Demi meredam ketegangan yang terus terjadi, pada 1937, keluarlah Laporan Komisi Peel yang berisi usulan pembentukan dua negara di wilayah tersebut. Untuk bangsa Palestina diberi wilayah kering dan tandus, termasuk Gurun Negev beserta wilayah yang saat ini disebut Gaza dan Tepi Barat. Sementara sisanya, yakni sebagian besar garis pantai dan wilayah pertanian yang subur, diperuntukkan bagi bangsa Yahudi. Adapun wilayah Yerusalem di-setting untuk diurus dan dikontrol oleh pihak internasional.

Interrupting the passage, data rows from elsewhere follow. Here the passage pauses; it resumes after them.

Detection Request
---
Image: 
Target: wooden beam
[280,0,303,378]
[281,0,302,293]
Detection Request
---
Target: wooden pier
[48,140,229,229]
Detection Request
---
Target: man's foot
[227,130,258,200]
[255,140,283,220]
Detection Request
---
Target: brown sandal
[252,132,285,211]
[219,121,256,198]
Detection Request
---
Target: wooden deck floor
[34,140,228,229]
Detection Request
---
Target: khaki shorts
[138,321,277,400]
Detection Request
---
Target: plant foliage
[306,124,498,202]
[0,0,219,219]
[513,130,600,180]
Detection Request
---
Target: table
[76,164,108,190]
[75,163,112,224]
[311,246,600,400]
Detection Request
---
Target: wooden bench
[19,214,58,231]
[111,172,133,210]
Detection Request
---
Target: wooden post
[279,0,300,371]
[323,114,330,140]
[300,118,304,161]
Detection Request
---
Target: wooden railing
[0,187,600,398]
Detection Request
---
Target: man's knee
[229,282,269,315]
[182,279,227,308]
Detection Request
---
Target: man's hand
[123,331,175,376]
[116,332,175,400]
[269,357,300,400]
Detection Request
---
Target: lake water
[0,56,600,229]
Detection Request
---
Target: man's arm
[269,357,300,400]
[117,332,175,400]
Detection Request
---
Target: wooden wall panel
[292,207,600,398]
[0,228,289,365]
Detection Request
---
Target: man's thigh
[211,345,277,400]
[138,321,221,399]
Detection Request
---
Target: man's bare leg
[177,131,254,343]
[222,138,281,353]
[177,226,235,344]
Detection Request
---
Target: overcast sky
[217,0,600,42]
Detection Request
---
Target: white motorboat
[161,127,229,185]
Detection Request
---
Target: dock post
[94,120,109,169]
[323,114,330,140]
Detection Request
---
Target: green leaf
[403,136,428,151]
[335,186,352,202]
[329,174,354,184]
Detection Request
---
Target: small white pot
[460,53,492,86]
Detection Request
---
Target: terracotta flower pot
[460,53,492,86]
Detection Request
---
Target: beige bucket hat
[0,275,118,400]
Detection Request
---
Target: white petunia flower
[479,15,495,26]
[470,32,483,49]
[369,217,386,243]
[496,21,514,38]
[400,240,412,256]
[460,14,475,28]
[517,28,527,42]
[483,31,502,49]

Laporan Peel ini tentu saja memunculkan kontroversi karena skemanya jelas-jelas menguntungkan Yahudi. Bahkan setelah itu, terjadi konflik yang lebih besar di tengah kecamuk Perang Dunia II. Lalu pascaperang tersebut, mandat Inggris dicabut, dan atas inisiatif Amerika melalui PBB keluarlah Resolusi 1947 yang isinya justru meneguhkan konsep solusi dua negara.

Pada tahun berikutnya, yakni 1948, di bawah persetujuan PBB, AS membidani pendirian “Negara Yahudi”. Sesuai rancangannya, negara ilegal ini berhasil menjadi duri dalam daging bagi hubungan politik di Timur Tengah dan negeri-negeri muslim lainnya. Adapun beratnya penderitaan yang harus dialami bangsa Palestina, tentu tidak perlu diceritakan lagi. Bagi mereka, hari berdirinya “Negara Yahudi” yang disebut-sebut sebagai “hari kemerdekaan bangsa Yahudi” hakikatnya menjadi awal bencana (nakba) yang jauh lebih besar lagi.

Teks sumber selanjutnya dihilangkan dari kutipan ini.